Meyers emerged as a reliable weapon in the Patriots’ passing attack midway through his second season — and first with Newton as his quarterback. While the former league MVP was let go the following year in favor of first-round draft pick Mac Jones, Meyers’ role has not changed.
He is still the Patriots’ most trustworthy wideout and through five weeks this season is ranked first in targets (27), receptions (20) and yards (261) while also being tied for first in receiving touchdowns (1). Meyers accomplished all of that despite missing two games.
“Jakobi’s worked extremely hard,” said Bill Belichick about his growth since 2019. “He’s developed route running concepts and techniques at multiple positions, inside, outside, play-action, dropback, quicker throws, knowing when he has more time to operate, knowing when he has to get open quicker, things like that, based either on the timing of the play or the situation.
“He’s a very smart, savvy football player on a lot of levels. Not just in the passing game, but in the running game and in other formations and things like that. It’s been a great time of growth for him.”

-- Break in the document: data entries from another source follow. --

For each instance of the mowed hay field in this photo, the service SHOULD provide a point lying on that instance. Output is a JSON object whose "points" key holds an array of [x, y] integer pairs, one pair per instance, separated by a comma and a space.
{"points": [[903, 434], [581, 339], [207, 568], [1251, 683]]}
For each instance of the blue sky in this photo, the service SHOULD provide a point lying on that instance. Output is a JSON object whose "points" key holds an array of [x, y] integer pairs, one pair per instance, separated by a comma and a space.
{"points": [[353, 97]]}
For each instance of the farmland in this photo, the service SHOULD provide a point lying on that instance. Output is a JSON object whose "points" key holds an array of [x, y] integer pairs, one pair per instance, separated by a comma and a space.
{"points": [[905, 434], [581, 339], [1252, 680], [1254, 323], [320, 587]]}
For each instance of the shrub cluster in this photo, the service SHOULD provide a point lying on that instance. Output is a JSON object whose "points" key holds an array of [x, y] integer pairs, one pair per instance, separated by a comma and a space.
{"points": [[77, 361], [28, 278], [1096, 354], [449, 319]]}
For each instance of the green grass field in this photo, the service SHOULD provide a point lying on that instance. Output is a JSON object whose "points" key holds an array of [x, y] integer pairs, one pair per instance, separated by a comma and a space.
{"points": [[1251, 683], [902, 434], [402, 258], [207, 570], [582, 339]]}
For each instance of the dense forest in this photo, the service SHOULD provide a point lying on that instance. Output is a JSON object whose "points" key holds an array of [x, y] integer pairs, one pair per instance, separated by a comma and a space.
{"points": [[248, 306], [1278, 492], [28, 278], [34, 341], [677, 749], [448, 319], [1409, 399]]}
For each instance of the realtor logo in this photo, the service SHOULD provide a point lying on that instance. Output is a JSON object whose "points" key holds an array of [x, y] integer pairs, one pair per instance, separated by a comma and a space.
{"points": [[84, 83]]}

Matthew Judon uses his media conference to send a message. The reigning AFC Defensive Player of the Week, Patriots outside linebacker Matthew Judon sent a message on the field last week against Detroit. A few days later, he also sent a message while at the podium talking to the media.
That message? Pay women properly. Judon was captured by Pats Pulpit’s own Brian Hines donning the sweater with the slogan on it:
An energetic as always Matthew Judon today. #Patriots pic.twitter.com/TZXqqwaWkI— Brian Hines (@iambrianhines) October 13, 2022
The Kraft Family makes a massive donation. The Patriots trying to make a difference off the field extends beyond messages being sent by their players. Just this week, team owner Robert Kraft and his family donated $50 million to Massachusetts General Hospital in order to address “healthcare disparities caused by race, ethnicity, geography, and economic status.”
The donation is the largest of its kind in the history of the institution, and it more than doubles the previous commitments made by the Kraft family through the years.
“On behalf of the hospital, I would like to express our profound gratitude to the Kraft family for this transformative and inspirational act of philanthropy, which is not only the largest of its kind in our history, but also the latest highlight of their already lengthy history of support for MGH,” Mass General president David F. M. Brown, MD, said in a statement.
“We are committed to serving our communities and this incredibly generous gift positions MGH to help even more patients in need of our care.”